Acuario tiende a reprimir sus emociones. En su mente analítica cree que las emociones que no se controlan, sobre todo las negativas, te acaban poseyendo. Cree que dominan tu vida y te condicionan para no hacer lo que quieres, sino lo que quieren ellas (las emociones). Así que Acuario se deja mucho dentro, se controla, intentando que sus emociones no salgan afuera y “hablen demasiado”. Y no le va nada mal así, salvo que, a veces, todo lo que se aprieta y reprime, acaba explotando y es mucho peor. Si le quieres, ayúdale a expresar más lo que siente, lo que le enfada y también lo que le da alegría. Lo curioso con Acuario es que sabe muy bien ayudar a los demás, a sacar lo mejor de ellos mismos. Así que el refrán “en casa de herrero, cuchara de palo”, define muy bien lo que hace Acuario con sus emociones: se las guarda pero a los demás les ayuda a sacarlas, a que luchen por lo que quieren expresando lo que sienten. Si le quieres, dile que se ayude a sí mismo/a igual de bien que lo hace con los demás. 

Piscis

Piscis no puede evitar tener siempre un halo de tristeza, aunque esté feliz.
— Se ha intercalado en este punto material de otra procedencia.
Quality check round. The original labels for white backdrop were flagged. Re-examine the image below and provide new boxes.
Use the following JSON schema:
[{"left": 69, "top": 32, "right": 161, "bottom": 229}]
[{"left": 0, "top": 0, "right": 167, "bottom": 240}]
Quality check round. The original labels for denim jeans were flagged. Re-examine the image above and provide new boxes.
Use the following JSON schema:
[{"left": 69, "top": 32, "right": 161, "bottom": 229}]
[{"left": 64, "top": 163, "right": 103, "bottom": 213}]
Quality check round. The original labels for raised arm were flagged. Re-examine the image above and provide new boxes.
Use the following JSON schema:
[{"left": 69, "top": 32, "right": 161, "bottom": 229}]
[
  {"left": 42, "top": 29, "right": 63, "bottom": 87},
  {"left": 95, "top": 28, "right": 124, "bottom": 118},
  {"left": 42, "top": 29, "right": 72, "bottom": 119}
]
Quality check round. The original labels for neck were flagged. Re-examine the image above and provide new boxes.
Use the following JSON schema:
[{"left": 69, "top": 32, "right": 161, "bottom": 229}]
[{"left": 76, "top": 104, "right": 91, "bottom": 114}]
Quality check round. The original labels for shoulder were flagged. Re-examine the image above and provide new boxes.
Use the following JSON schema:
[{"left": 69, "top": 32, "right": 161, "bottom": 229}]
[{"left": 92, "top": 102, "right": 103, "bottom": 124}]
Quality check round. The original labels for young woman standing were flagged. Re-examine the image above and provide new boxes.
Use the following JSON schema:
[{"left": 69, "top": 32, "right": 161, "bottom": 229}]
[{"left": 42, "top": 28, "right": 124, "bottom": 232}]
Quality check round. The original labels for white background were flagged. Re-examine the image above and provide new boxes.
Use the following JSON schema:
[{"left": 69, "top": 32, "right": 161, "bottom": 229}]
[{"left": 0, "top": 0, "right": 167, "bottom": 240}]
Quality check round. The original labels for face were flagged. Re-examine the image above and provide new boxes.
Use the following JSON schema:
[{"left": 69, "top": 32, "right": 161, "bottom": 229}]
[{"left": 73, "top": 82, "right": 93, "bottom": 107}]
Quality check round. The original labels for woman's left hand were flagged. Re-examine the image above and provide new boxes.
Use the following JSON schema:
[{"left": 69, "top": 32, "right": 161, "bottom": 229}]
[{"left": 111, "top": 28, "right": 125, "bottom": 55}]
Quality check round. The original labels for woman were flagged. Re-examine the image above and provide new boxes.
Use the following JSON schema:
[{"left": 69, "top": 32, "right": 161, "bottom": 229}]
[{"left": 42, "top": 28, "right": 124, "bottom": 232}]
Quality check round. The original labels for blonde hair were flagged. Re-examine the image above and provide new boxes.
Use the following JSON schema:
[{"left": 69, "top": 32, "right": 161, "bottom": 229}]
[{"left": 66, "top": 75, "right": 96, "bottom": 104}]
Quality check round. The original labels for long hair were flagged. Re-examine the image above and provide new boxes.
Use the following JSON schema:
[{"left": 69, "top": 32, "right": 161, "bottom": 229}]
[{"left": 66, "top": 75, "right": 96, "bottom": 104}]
Por su sensibilidad, normalmente se ve muy afectado/a por todo lo que sucede a su alrededor. O por todo lo que le sucede por dentro, algo que es mucho más importante para este signo de Agua. A Piscis te suelen dar ganas de abrazarle, como a los ositos esos de peluches. Y eso es porque Piscis expresa sus emociones para conseguir todo lo que quiere: cuando está alegre, alegras con él/ella. Si estás enfadado/a, te lo trasmite de tal manera que quieres matar a quien le ha hecho sentir así. Y cuando se siente triste, te pone unas caritas que solo piensas en mimarle. Piscis es más fuerte y más inteligente de lo que quiere aparentar, y actúa a conciencia para aprovechar cada situación en su propio beneficio y para hacerse más fuerte aún con el apoyo de los demás.